Aujourd’hui, qui fait un testament doit réserver des parts à ses proches. Avec la révision du droit, ces réserves seront abaissées pour les enfants et carrément supprimées pour les parents. Un exemple pratique: Madame Dupont, qui a une fortune de 1,6 million de francs, est aujourd’hui obligée en rédigeant son testament de faire bénéficier ses enfants d’au moins 600'000 francs. Avec la nouvelle loi, elle pourra donner uniquement 400'000 francs à ses enfants. Cette même Madame Dupont, mariée, sans enfants, doit aujourd’hui réserver 200'000 francs de son héritage à ses parents. Avec le projet de loi, elle sera libérée de cette obligation. En revanche, pour ne pas braquer, le Conseil fédéral a renoncé à toucher à la part réservée au conjoint ou au partenaire enregistré.

Pourquoi cette liberté?

Le Conseil fédéral veut donner davantage de marge de manœuvre au futur défunt, notamment s’il vit dans une famille recomposée ou en concubinage. Il note d’ailleurs qu’un quart des ménages avec enfants de moins de 25 ans ne correspondent plus aux modèles traditionnels. La personne qui règle sa succession par un testament aura ainsi davantage les mains libres pour, par exemple, faire profiter un concubin ou les enfants d’une concubine de ses biens à sa mort. La révision devrait aussi faciliter la transmission familiale des entreprises. Comme une plus grande part du patrimoine peut aller à un seul héritier, le morcellement de l’entreprise suite à un décès devrait plus aisément pouvoir être évité.

Et en cas de séparation?

Le projet propose aussi un changement de taille lorsqu’un décès survient en plein divorce ou en cours de dissolution d’un partenariat enregistré. Dans ces cas-là, le conjoint survivant n’aura en principe pas droit à la part qui lui était réservée.

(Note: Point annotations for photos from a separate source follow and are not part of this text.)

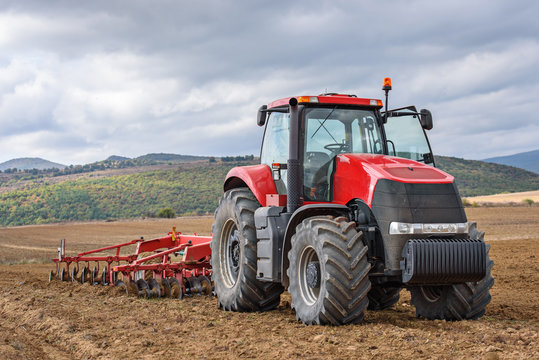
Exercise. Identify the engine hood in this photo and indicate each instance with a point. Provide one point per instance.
(356, 175)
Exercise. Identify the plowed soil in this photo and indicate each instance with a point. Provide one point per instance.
(41, 320)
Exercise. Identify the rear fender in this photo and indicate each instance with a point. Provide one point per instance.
(299, 215)
(257, 178)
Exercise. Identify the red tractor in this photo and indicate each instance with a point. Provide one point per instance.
(345, 209)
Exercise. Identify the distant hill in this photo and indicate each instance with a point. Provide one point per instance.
(475, 177)
(29, 164)
(187, 188)
(117, 158)
(171, 158)
(527, 160)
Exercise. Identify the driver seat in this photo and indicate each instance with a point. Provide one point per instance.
(314, 161)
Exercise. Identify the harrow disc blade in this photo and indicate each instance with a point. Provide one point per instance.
(194, 286)
(176, 290)
(74, 274)
(133, 289)
(143, 289)
(94, 276)
(121, 287)
(205, 286)
(155, 289)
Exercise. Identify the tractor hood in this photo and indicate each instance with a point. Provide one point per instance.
(356, 175)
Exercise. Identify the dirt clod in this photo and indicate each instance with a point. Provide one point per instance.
(59, 320)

Une exception pour les concubins dans le besoin

Les concubins n’acquerront pas de droit automatique à un héritage. Mais le gouvernement veut prévoir un mécanisme d’exception, pour les cas de rigueur, en l’absence d’un testament. Si à la mort de l’homme avec lequel elle vivait en concubinage depuis au moins cinq ans, Madame Dupont risque de se retrouver dans la pauvreté, elle pourra alors prétendre à une partie de l’héritage. Une rente mensuelle – pour couvrir ses besoins vitaux – pourra être prononcée, au besoin, par un juge. Cette somme sera ponctionnée sur l’héritage de la famille «de sang» du défunt jusqu’à ce que Madame Dupont sorte de sa situation précaire. «Des personnes peuvent se retrouver dans le besoin, parce qu’elles ont pris soin de leur concubin ou des enfants de ce dernier, explique Simonetta Sommaruga. Mais ce mécanisme doit rester une exception.»

Et maintenant?

Le débat s’annonce émotionnel. Lors de la consultation, le PS et le Parti bourgeois-démocratique s’étaient montrés favorables au projet. Le PDC, le PLR et les Verts étaient plutôt positifs, avec des nuances. L’UDC s’y opposait frontalement, estimant que cette révision, pas nécessaire, contribuerait à affaiblir ou dévaloriser la famille.